This week’s talks between the Straits Exchange Foundation and China’s Association for Relations across the Taiwan Strait are aimed at building trust following decades of angry rhetoric and military tensions that made their relationship one of the world’s potential flash points.
The four days of meetings in Beijing starting on Thursday will be the first direct dialogue between the sides in more than a decade and have come about following a dramatic rapprochement between the long-time rivals in recent months.
Establishing permanent direct flights between China and Taiwan and allowing more Chinese tourists to visit Taiwan will be the main topics on the agenda.
Analysts from China and Taiwan agreed, however, that with mutual distrust and suspicion so entrenched, this week’s events are only the first step in a very long march towards a permanent thaw in ties.
“The upcoming talks are very symbolic. They signal there is an amicable atmosphere. It is quite positive,” said George Tsai (蔡瑋), a political science professor at Chinese Culture University in Taipei. “But we should be realistic. We should not have any illusions [about the difficulties ahead].”

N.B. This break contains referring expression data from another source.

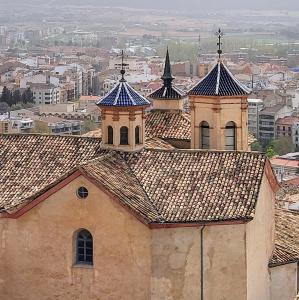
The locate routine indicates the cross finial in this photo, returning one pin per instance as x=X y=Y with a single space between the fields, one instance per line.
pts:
x=219 y=34
x=123 y=65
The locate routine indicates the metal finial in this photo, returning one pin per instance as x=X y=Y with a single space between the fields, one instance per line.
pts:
x=167 y=76
x=219 y=34
x=123 y=65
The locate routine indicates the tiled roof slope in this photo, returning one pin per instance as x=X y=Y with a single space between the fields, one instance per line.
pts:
x=114 y=174
x=286 y=238
x=30 y=163
x=219 y=82
x=189 y=186
x=172 y=186
x=168 y=125
x=123 y=95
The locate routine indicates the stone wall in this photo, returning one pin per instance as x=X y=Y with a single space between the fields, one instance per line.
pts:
x=260 y=245
x=37 y=250
x=284 y=282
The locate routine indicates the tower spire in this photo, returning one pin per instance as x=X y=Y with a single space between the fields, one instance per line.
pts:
x=219 y=34
x=123 y=65
x=167 y=76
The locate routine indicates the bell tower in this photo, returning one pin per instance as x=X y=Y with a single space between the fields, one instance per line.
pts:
x=123 y=116
x=218 y=103
x=168 y=97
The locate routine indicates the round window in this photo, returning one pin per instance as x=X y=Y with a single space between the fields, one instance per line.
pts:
x=82 y=192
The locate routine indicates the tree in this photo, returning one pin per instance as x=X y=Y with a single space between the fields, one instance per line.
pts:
x=4 y=108
x=256 y=147
x=27 y=96
x=5 y=97
x=88 y=125
x=283 y=145
x=270 y=152
x=17 y=98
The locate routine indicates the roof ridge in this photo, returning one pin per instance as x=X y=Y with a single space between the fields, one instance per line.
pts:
x=49 y=135
x=206 y=151
x=102 y=157
x=161 y=218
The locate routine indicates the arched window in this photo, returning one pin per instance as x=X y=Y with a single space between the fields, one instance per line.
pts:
x=137 y=135
x=110 y=135
x=124 y=138
x=84 y=247
x=205 y=135
x=230 y=136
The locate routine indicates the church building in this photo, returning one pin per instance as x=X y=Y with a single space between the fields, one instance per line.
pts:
x=119 y=217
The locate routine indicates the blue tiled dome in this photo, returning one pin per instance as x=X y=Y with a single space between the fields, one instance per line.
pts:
x=123 y=95
x=219 y=82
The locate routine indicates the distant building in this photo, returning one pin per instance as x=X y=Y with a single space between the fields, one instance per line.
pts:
x=10 y=124
x=45 y=93
x=254 y=106
x=267 y=119
x=59 y=126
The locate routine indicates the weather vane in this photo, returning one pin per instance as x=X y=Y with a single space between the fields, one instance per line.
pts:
x=219 y=34
x=123 y=64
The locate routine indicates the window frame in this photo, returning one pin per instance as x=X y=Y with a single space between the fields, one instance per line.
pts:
x=78 y=245
x=82 y=192
x=124 y=136
x=231 y=126
x=110 y=135
x=204 y=127
x=137 y=135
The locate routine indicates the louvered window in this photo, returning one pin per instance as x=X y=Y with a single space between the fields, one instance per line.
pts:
x=110 y=135
x=84 y=249
x=137 y=135
x=205 y=135
x=230 y=136
x=124 y=136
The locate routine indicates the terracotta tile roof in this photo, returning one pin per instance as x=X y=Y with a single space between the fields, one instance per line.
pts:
x=112 y=172
x=152 y=143
x=168 y=125
x=30 y=163
x=251 y=139
x=286 y=238
x=195 y=182
x=160 y=186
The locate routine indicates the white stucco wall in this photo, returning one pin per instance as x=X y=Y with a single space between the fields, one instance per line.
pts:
x=259 y=244
x=284 y=282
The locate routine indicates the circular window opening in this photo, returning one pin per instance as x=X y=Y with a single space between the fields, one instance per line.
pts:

Although the negotiations will resume, they will still only be held between semi-official bodies, as there are no direct government-to-government relations.
The decision to focus on tourism and direct travel was made deliberately, analysts said.
Both sides made it clear that more difficult topics, such as political issues and China’s military build-up, would be kept off the negotiating table as they sought to lay the difficult foundations for greater trust and understanding.
“The conditions for talks on political issues are not ready yet,” said Li Peng (李鵬), the deputy director of the Taiwan Research Institute at China’s Xiamen University. “The upcoming talks will follow the principle of easy tasks first, difficult tasks later, so that means economic issues first, political issues later.”
Since the Chinese Nationalist Party returned to power last month, President Ma Ying-jeou (馬英九) has taken a conciliatory approach to China. Ma has pledged to deepen economic links between the two sides and vowed not to enter an arms race with China.
Minister of Foreign Affairs Francisco Ou (歐鴻鍊) also said the nation would no longer try to lure allies away from recognizing China, as it hopes to reach a truce with Beijing over international space.
Amid this backdrop, Chinese President Hu Jintao (胡錦濤) late last month met KMT Chairman Wu Poh-hsiung (吳伯雄) in Beijing — the highest-level contact between the two sides since the Chinese Civil War — and agreed to resume the talks.